Jeki menggeleng-gelengkan kepala, setengah tertawa dan setengah tidak percaya dengan rumor yang berkembang. "Gila, ya, orang-orang zaman sekarang. Bercandaan jadi serius."
Namun, rumor itu terus bergulir dan semakin menggelitik dunia maya. Orang-orang mulai berimajinasi tentang Memet yang bertransformasi menjadi sosok tampan nan melegenda, bahkan melebihi Kim Jong Un ketampanannya. Beberapa meme yang menggambarkan Memet berpose dengan gaya ala Korea lengkap dengan potongan rambut belah Tengah layaknya nabi Musa membelah lautan beredar luas.
Sementara itu, Memet yang sebenarnya tak pernah menuju korea utara, duduk termenung di kafe, berusaha mencerna betapa cepatnya dunia bisa mengubah cerita sederhana menjadi legenda urban. Dia tertawa kecil melihat dirinya di meme yang viral itu, dengan judul "Kim Jong Met". Di sudut lain, Jeki memandang temannya dengan geli.
"Met, gue nggak nyangka bakal jadi begini," kata Jeki sambil menyodorkan kopi hangat ke arah Memet.

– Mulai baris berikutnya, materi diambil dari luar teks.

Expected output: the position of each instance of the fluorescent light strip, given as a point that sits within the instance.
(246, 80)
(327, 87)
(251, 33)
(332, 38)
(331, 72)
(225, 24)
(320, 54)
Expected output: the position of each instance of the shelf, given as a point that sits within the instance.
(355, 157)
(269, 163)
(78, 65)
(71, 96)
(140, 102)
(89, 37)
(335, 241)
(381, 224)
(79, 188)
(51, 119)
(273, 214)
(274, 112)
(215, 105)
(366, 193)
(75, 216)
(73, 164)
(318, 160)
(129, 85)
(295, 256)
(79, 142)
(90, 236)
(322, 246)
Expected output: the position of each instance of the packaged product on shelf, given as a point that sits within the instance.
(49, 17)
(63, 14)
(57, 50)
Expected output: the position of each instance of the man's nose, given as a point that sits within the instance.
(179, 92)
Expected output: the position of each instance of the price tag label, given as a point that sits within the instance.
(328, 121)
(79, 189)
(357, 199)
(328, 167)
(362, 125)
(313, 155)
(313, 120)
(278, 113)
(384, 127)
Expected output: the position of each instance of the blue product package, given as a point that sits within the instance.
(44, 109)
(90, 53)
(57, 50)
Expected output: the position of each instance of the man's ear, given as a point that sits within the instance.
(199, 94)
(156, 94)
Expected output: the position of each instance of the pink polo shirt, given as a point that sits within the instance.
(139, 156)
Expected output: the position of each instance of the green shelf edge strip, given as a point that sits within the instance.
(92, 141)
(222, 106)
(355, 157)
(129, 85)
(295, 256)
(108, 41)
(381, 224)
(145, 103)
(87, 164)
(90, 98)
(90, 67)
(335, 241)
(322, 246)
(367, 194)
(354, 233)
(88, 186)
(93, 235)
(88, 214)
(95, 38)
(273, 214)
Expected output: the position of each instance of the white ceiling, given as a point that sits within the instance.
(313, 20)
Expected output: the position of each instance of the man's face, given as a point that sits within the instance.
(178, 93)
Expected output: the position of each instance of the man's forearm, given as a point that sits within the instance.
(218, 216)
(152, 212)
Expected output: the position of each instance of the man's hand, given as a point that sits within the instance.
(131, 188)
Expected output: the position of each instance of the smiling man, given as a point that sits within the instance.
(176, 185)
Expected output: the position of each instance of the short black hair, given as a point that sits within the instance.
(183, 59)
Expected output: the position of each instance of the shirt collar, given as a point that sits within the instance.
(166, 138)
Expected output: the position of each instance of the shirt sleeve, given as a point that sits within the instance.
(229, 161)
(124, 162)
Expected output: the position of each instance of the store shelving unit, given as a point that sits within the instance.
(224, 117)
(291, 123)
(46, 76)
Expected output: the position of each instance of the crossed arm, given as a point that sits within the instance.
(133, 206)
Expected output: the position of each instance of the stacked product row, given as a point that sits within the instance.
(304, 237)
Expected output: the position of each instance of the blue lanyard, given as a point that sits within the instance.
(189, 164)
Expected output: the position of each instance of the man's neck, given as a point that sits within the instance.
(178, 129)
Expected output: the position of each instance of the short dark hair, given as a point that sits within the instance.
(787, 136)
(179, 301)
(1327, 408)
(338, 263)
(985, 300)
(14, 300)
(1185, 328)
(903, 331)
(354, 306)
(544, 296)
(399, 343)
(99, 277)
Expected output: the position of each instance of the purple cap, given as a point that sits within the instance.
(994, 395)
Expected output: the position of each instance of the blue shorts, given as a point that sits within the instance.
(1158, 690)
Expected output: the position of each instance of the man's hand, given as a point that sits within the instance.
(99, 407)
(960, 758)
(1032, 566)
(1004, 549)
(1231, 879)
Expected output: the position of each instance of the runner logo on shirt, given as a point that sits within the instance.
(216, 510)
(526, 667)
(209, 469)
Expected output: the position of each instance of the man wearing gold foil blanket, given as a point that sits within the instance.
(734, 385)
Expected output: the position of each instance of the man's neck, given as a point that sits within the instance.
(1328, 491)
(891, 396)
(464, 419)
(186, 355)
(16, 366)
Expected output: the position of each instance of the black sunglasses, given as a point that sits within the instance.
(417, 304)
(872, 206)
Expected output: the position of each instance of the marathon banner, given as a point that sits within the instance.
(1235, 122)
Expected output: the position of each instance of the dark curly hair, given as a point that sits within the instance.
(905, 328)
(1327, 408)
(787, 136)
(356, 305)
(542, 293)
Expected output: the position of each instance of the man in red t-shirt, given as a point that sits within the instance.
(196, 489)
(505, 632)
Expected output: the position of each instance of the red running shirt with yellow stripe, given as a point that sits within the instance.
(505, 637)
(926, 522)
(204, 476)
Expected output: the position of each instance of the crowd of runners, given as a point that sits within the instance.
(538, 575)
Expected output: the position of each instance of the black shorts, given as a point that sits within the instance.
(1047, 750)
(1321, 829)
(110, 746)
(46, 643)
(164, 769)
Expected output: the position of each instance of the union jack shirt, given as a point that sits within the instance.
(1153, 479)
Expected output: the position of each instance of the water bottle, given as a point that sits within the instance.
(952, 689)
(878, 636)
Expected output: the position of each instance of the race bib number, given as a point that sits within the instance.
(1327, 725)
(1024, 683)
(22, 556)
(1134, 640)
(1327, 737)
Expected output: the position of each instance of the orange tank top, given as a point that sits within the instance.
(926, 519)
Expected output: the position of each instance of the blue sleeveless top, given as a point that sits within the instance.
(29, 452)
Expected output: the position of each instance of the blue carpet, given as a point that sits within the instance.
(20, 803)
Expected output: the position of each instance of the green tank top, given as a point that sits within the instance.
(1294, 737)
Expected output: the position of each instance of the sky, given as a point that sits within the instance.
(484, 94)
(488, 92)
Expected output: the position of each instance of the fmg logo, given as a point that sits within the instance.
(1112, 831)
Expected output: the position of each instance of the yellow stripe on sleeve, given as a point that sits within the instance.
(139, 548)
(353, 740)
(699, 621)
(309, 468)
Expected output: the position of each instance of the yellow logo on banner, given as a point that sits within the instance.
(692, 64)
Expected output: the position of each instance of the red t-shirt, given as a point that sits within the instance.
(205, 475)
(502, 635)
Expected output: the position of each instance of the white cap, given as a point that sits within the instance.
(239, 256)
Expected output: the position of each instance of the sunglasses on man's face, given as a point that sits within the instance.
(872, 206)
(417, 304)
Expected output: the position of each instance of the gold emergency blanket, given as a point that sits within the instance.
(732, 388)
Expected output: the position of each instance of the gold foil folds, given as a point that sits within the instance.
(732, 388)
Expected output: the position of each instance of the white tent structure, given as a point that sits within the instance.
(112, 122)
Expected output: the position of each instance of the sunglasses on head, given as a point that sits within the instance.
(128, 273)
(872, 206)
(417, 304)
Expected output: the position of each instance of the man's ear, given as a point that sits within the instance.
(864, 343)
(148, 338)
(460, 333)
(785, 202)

"Ya, hidup memang kadang aneh, Jek. Tapi dari semua ini, gue sadar satu hal."
"Apa tuh, Met?"
Memet menatap jauh ke depan, dengan senyum di bibirnya. "Kalau kita nggak butuh oplas atau pengakuan orang lain untuk merasa ganteng. Yang penting kita yakin sama diri kita sendiri. Lagian, ganteng kan relatif, bukan absolut." Ucap memet dengan nada bijak ala-ala motivator.
Jeki tertawa kecil sambil mengangguk setuju. "Akhirnya ada juga pelajaran hidup dari cerita daglog ini."
"Dari dulu beginilah Cinta, penderitaanya tiada akhir," sambung memet yang masih kesurupan motivator.
"Waduh, kenapa jadi Cut Pat Kai," kata jeki sambil tertawa.
Mereka berdua tertawa, mengangkat cangkir kopi, dan bersulang untuk semua kekonyolan dan pelajaran yang bisa diambil dari kehidupan. Karena, pada akhirnya, hidup adalah tentang bagaimana kita menerima dan menertawakan diri sendiri, bahkan ketika seluruh dunia tampaknya kehilangan akal sehatnya.